Language & Domination – Or – One Way to Squash A Culture

By Bernie Bell

I’m continuing to read ‘Orkney Shore’, in which Robert Rendall mentions the muddle which the Latin names for shells had got into due to different people in different places using different spelling, and the “detective work” needed to sort the names, and therefore the ‘families’ out.

This reminded me of about 40 years ago when I worked at the National Library of Wales, Aberystwyth, indexing 18th and 19th Century Marriage Bonds. https://www.library.wales/discover/library-resources/marriage-bonds

The problem was that the people writing down the information mostly weren’t Welsh speakers, and so had written down Welsh names as they heard them, phonetically.  This meant that it took some detective work to work out the family connections – as with the ‘families’ of shells which Robert Rendall writes about.

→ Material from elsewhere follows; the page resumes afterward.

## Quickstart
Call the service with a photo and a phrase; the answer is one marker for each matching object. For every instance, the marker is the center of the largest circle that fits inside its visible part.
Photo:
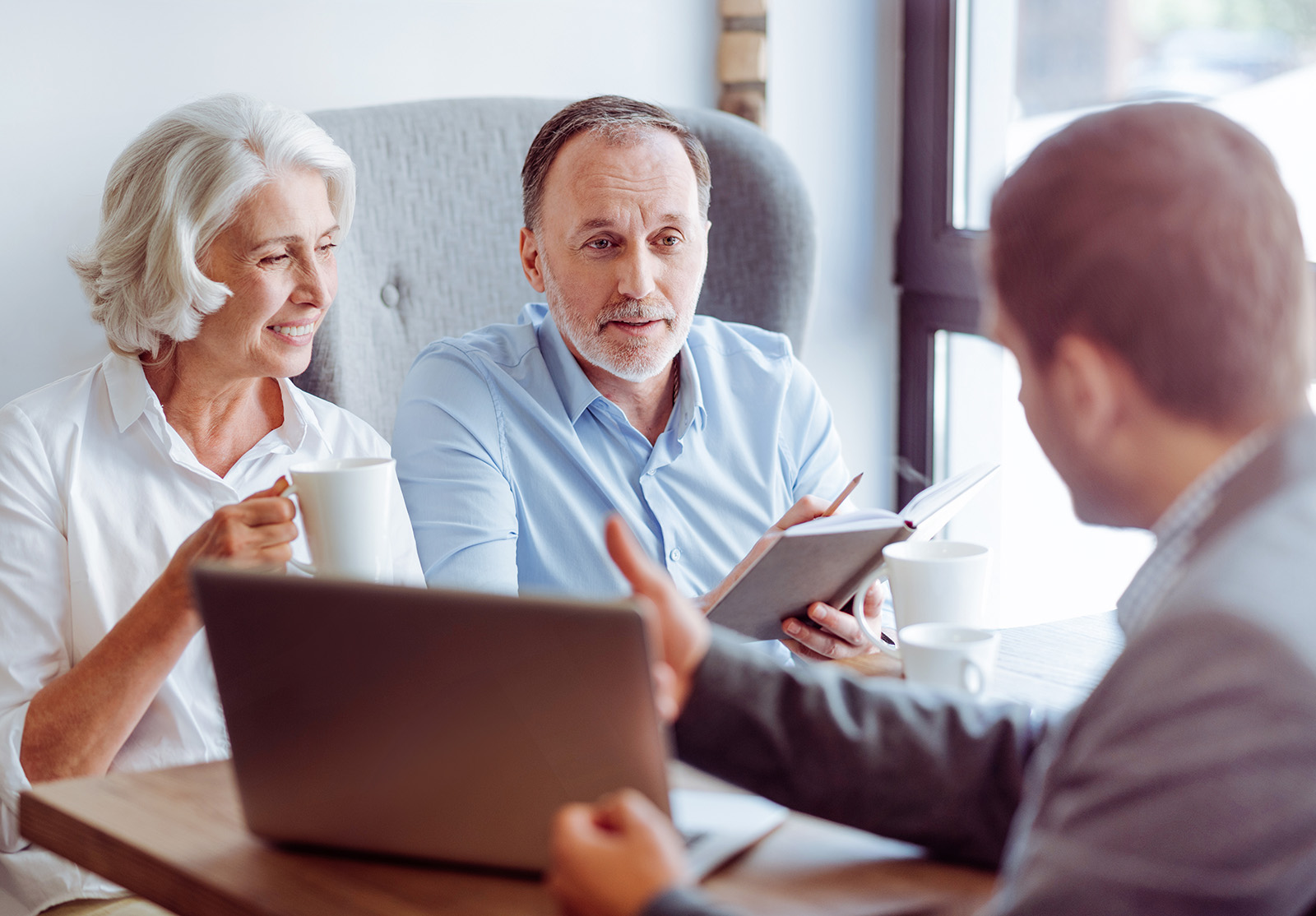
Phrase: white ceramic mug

Funnily enough, I was useful as a non-Welsh speaker because I would read out the name as it looked to me, phonetically.  Then the Welsh speakers in the group working on the project could, by using their ‘ear’ for the sounds, work out what the name was most likely to be.

Why weren’t the clerical workers who wrote things down Welsh speakers? Because at the time, the ‘Welsh Not’ https://en.wikipedia.org/wiki/Welsh_Not#:~:text=The%20Welsh%20Not%20was%20a,were%20heard%20speaking%20the%20language  was still very much in operation, and those jobs were given to English speakers. Thank goodness that’s now firmly in the past – but resurrecting the Welsh language was a hard fought battle.

And then, we were watching ‘Derry Girls’ – the one where the gang go to Donegal and when they stop to ask the way, the woman answers in Gaelic.  None of them speaks or understands Gaelic, so they carry on and go to the wrong house.

I was thinking that someone had got it wrong, as I know that Irish is taught in schools in the Republic – then I remembered – they’re not from the Republic – they’re from Derry.

And I’m thinking of Scotland, and now Tibet, and Palestine, and the Ukraine.  They can’t dictate the language that people think in. 

Look at the might of Rome – and what happened to Latin?  Which brings us back to Robert Rendall and the Orkney shells.